イラクも短距離弾道ミサイル「アッサムード2」の廃棄作業を開始して、国連の要求を受け入れた。
▲トルコとアラブ圏の動き〓トルコ議会は1日、政府が提出した米軍駐留を認める案について投票を行い、賛成264票、反対250票、棄権19票で否決した。当初、議会通過を楽観していたアブドラ・ギュル首相は予想外の結果が出て、閣議を緊急召集しており、可決を予想して歓迎声明まで準備した米国務省は戸惑いを隠すことができなかった。この案件が4日再び招集される議会でまた上程されるかは未知数だ。
アラブ連盟22カ国はこの日、エジプトのリゾート地シャルム・エル・シェイクで、イラクに対する武力行使に反対するという決議文を宣言した。また、イラクと欧州、国連安全保障理事会の常任理事国に代表団を派遣し、イラクに対する平和的解決を訴える方針だ。ローマ法王庁も3日、米国に特使を送ってイラク戦の不当性などを説明して、ローマ法王ヨハネ・パウロ2世の親書を伝える予定だ。
▲アッサムード2ミサイルの廃棄開始〓イラク政府は国連武器査察団が定めた射程を超過したという理由で廃棄するように求められていた「アッサムード2」ミサイル4基を1日に廃棄しており、2日にも6基を追加で廃棄した。またイラクの科学者たちに対する個別面談の再開を認めた。イラクが国連の要求を受け入れることによって武器査察団の査察結果の報告(7日)に肯定的な影響を与える見通しだ。

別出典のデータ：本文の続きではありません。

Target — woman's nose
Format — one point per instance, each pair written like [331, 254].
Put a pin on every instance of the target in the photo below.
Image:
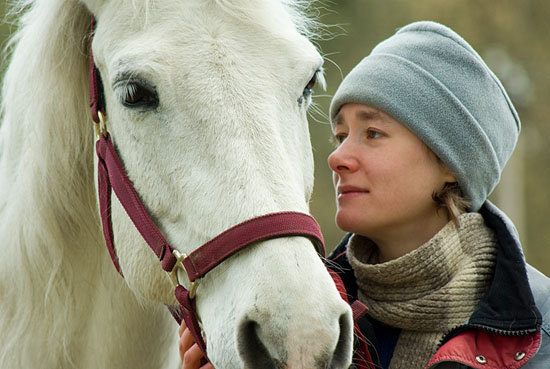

しかし、ニューヨーク・タイムズ紙は2日、イラクがこの数週間、クウェートを射程におさめる地域に地対地ミサイルを配備したとし、これは戦争勃発の時、米軍の攻撃を引き延ばさせて同盟国であるクウェートを脅かすためのものだ、と報じた。
▲米国の反応〓パウエル米国務長官は1日に放送されたフランスRFIラジオとのインタビューで、国連武器査察団に査察時間をもっと与え、イラク軍事行動への道を開く国連安保理2次決議案に対する表決も直ちには行われないだろう、と明らかにした。
しかし、英紙サンデー・テレグラフは2日、米国と英国は新決議案の表決を実施した直後、その結果に関係なくイラクに対する攻撃を開始する準備をしている、と報じた。
ホワイトハウスの観測筋は1日、イラク政府のミサイル廃棄は「詐欺劇」の一部だと否定した。ブッシュ米大統領もこの日、ラジオ演説を通じて、イラクの武装解除だけではなく、フセイン大統領を追い出して政権交代させると改めて強調した。